There was a time, however – and not too long ago – when America’s judges and lawmakers almost universally viewed litigation as a pariah. In those days, our Common Law tradition discouraged the urge to sue; Americans turned to litigation only as a last resort. There used to be a stigma attached to “going to court,” regardless of the reason.
Even Abraham Lincoln, a lawyer by trade, urged fellow lawyers to discourage litigation, despite the lure of money to be made by it. “Persuade your neighbors to compromise whenever you can,” he advised his colleagues, adding cynically, “There will still be business enough.”
In the past, when America was a meritocracy, people sensed what the law allowed and didn’t allow. Citizens felt accountable for their choices and took responsibility for their actions. They accepted risks they wouldn’t take now – not with the overhanging fear of potential liability that threatens every personal decision and activity today.

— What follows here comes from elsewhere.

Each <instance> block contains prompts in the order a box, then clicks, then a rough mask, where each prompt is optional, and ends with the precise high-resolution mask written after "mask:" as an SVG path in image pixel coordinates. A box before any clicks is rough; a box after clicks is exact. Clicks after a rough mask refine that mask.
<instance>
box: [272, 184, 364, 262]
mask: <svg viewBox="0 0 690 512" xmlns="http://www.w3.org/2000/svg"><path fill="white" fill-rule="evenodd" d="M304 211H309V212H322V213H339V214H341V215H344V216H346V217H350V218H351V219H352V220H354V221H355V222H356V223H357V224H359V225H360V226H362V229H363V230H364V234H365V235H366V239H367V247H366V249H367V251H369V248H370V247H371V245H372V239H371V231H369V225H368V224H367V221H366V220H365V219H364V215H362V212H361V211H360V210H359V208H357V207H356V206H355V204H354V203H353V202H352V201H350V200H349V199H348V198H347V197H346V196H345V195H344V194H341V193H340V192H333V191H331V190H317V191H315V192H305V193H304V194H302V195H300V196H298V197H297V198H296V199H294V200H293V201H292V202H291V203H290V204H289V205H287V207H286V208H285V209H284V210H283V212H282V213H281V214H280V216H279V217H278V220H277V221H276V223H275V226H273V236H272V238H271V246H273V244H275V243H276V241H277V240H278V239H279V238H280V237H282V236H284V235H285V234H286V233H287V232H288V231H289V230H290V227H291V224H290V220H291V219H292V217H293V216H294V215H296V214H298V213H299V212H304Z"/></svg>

The public’s past antipathy about going to court tended to dampen the demand side of litigation. What kept the supply side largely in check were the American Bar Association’s now-defunct rules that forbade lawyers from instigating lawsuits.
Even so, the number of lawsuits in America increased gradually until 1977, when the Bar’s Rules of Professional Conduct changed abruptly. That’s when the Supreme Court in effect gave its blessing to anyone with an urge to sue.
By giving lawyers the right to advertise for clients, the highest court in the land opened the floodgates to litigation by energizing the pursuit of “the great god buck” that drives much of the law business today.
Thus began the transformation of America’s once-laudable tort system for the redress of civil grievances into what now amounts to little more than a get-rich-quick national lottery – the lawsuit lottery – where everybody plays, like it or not.